Intense interest in psychedelic-assisted psychotherapy has been sparked over the last five years, as promising results of Phase 2 and 3 clinical trials reaffirm the potential for psychedelics to aid in the treatment of a range of mental health conditions.

Historically, the “natural” classical psychedelics - psilocybin, mescaline and LSD - were employed as adjuncts to psychotherapy for the treatment of alcoholism and mood disorders such as anxiety and depression. More recently, DMT in ayahuasca has generated interest for its therapeutic potential.

Reflecting the extended duration of LSD and mescaline at therapeutic doses, but more significantly, the troubled sociopolitical history of LSD, the current “psychedelic renaissance” has largely been led by psilocybin, which (along with DMT) is the prototypic serotonin receptor agonist with psychedelic effects.

The primacy of psilocybin in clinical use may, however, be short-lived, as the range of serotonin 5HT2A receptor agonists that elicit psychedelic experiences is broad (and set to expand as research in psychedelic chemistry is revitalised), and the range of experiences they elicit is almost as diverse. Ultimately, it appears likely that an increasingly nuanced approach to the use of psychedelics in medicine will see the searchlight casting well beyond its current narrow focus.

In this presentation, I will discuss the current emphasis on psilocybin as the psychedelic of choice for clinical research, and then consider the potential for a broad range of other classical psychedelics – from 2C-B to AMT - to play important roles in future research and, ultimately, clinical practice.


Martin Williams PhD is currently a Research Fellow in Computational Neuroscience at the Turner Institute of Brain and Mental Health, Department of Psychology, Monash University, Melbourne. Previously, he was a Research Fellow in Medicinal Chemistry at the Monash Institute of Pharmaceutical Sciences, Monash University. 

Martin was founding President and is currently Executive Director of the health-promotion charity, Psychedelic Research in Science & Medicine (PRISM, established 2011), and founding and current Vice-President of the botanical/education charity, Entheogenesis Australis (EGA, established 2004). 

Through PRISM, Martin and colleagues have been advocating since 2011 for mental health research using psychedelic compounds in Australia, and in doing so, have established global connections with leading researchers in the field.

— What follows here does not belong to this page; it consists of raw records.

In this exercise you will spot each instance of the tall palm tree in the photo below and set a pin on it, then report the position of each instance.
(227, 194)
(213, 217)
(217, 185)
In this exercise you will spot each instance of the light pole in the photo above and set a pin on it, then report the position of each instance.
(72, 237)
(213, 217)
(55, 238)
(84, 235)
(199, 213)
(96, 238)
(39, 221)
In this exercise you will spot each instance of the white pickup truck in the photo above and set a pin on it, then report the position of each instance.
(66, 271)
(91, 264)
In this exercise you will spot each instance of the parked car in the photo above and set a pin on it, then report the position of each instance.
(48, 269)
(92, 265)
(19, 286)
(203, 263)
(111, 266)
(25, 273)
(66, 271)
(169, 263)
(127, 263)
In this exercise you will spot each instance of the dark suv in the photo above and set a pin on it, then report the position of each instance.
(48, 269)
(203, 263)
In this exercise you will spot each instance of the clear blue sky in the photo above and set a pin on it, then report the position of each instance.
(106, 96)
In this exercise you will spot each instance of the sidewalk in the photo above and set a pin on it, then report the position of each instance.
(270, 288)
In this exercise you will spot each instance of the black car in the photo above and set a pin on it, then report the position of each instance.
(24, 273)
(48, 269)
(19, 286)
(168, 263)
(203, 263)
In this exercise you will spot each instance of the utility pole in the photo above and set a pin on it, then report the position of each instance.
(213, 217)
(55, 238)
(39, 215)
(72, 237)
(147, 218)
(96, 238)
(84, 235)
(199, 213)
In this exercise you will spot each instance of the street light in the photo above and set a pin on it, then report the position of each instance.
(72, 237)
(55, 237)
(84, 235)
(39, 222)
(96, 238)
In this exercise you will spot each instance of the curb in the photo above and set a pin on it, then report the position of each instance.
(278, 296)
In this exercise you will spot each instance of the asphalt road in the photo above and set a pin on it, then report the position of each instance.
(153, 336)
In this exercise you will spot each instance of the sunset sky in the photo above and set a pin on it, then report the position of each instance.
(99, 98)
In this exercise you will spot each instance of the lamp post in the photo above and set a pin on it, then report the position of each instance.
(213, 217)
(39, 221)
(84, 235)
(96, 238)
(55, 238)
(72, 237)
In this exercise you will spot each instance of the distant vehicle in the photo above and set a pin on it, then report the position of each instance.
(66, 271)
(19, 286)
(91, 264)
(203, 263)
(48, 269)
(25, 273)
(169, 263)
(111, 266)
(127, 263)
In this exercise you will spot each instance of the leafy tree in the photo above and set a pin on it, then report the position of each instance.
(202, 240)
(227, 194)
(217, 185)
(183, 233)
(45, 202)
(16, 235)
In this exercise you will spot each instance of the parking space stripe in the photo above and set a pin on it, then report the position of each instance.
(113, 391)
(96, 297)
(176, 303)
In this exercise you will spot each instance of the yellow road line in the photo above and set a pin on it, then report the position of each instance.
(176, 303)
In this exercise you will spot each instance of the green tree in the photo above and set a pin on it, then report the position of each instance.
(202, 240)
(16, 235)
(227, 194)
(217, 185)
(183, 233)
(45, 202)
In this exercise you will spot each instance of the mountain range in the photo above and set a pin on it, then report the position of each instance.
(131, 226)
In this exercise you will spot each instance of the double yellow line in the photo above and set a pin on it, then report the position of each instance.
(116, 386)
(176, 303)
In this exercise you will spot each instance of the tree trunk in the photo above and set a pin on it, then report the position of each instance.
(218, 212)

He has contributed to the planning and approvals process for several Australian clinical trials of psychedelic-assisted psychotherapy and is currently an investigator on several studies of psilocybin, MDMA, and other psychedelics. 

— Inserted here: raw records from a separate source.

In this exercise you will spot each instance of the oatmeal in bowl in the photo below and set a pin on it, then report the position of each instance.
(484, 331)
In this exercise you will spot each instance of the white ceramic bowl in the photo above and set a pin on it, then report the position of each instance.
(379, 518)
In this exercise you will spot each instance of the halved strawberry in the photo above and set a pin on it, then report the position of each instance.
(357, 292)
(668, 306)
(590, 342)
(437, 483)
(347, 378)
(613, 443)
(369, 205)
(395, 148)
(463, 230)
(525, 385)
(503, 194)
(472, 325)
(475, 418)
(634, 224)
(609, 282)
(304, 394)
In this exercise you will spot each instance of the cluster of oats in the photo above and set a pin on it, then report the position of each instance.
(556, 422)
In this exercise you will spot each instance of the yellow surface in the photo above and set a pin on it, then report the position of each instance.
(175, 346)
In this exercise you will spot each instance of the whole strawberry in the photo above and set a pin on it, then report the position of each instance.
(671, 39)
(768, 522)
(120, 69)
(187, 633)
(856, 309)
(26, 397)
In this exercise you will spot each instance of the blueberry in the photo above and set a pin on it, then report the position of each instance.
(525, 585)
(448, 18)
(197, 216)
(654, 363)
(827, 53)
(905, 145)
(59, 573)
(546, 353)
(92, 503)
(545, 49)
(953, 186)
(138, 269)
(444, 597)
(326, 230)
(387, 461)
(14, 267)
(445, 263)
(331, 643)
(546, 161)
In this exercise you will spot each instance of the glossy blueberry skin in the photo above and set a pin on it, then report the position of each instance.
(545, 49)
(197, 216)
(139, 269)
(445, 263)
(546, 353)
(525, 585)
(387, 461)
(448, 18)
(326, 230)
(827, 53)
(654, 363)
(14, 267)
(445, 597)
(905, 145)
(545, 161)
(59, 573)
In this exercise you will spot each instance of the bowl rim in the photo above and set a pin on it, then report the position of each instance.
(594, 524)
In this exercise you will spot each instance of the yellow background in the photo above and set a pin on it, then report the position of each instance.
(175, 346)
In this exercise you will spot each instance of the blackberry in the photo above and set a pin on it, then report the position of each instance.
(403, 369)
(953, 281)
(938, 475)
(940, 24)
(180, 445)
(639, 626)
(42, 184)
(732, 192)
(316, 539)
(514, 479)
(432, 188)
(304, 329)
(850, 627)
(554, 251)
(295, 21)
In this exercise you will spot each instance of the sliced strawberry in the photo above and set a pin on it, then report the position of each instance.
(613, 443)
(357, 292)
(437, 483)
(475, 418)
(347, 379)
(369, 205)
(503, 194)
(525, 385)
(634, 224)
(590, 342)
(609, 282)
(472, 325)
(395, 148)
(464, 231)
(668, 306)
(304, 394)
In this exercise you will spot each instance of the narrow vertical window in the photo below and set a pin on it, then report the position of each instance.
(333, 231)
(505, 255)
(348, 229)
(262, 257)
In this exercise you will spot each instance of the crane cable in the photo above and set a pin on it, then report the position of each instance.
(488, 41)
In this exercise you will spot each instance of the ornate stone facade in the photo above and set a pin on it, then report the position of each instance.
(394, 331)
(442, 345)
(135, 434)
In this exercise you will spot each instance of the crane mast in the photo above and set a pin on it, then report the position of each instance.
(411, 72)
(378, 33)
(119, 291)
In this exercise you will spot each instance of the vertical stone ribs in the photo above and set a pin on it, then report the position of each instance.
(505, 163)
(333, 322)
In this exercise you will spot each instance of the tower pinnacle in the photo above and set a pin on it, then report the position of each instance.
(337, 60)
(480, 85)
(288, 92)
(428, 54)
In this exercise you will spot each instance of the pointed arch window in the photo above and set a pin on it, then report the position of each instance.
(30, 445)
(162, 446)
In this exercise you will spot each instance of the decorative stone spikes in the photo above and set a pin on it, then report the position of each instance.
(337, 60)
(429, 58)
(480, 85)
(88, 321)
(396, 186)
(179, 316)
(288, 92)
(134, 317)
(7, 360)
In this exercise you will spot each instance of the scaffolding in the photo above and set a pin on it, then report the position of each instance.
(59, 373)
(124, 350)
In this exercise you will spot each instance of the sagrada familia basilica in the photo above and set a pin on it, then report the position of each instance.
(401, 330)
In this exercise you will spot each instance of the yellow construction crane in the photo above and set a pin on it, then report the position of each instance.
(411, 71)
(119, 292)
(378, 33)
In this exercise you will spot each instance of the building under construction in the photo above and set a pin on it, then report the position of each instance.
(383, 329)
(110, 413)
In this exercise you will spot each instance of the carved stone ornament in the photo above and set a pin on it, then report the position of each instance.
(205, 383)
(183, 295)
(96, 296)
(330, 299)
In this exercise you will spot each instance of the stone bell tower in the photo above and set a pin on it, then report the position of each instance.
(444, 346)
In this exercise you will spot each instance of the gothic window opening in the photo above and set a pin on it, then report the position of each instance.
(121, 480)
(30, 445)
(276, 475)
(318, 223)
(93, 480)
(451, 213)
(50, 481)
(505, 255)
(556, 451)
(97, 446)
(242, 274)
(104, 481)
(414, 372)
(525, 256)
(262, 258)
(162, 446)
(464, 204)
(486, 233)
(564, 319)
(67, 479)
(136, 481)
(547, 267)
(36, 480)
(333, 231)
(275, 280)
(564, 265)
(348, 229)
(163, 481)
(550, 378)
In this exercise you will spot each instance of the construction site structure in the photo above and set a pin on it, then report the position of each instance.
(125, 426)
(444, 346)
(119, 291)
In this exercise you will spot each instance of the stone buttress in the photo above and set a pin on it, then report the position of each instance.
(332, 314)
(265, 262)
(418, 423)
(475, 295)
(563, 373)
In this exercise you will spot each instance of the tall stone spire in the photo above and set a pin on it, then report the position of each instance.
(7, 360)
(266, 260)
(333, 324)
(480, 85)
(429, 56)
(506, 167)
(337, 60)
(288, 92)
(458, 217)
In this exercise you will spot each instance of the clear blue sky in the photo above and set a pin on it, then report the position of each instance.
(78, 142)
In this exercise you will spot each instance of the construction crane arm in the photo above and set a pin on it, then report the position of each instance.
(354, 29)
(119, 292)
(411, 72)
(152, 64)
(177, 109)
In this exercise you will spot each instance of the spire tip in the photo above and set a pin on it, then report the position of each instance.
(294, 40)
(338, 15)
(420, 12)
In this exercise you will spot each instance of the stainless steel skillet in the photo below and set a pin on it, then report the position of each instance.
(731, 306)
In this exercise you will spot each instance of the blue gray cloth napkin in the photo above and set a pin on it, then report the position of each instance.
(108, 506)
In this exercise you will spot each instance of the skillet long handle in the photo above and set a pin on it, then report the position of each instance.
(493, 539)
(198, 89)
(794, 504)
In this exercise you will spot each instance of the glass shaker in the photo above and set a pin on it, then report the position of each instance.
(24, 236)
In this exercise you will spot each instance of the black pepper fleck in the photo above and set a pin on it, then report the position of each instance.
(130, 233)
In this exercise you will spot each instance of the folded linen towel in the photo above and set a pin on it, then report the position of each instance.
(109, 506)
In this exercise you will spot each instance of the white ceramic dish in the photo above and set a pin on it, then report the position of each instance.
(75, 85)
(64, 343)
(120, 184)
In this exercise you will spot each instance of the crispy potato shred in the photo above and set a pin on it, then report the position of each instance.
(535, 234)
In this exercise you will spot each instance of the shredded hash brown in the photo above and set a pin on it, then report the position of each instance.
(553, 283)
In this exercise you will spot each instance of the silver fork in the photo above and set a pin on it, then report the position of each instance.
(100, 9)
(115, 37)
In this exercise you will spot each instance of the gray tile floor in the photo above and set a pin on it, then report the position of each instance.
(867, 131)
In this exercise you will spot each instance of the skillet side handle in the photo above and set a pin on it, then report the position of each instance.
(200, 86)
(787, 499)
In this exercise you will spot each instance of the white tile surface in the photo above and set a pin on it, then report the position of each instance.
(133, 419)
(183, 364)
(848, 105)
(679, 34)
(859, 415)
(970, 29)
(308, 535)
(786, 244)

Martin has been an articulate advocate for psychedelic medical research and the evidence-based clinical translation of psychedelic-assisted therapies for almost twenty years. He has co-authored several academic papers providing an Australian perspective on the subject, presents regularly at conferences and symposia, and is a frequent commentator on psychedelic research and governance in Australian print and broadcast media.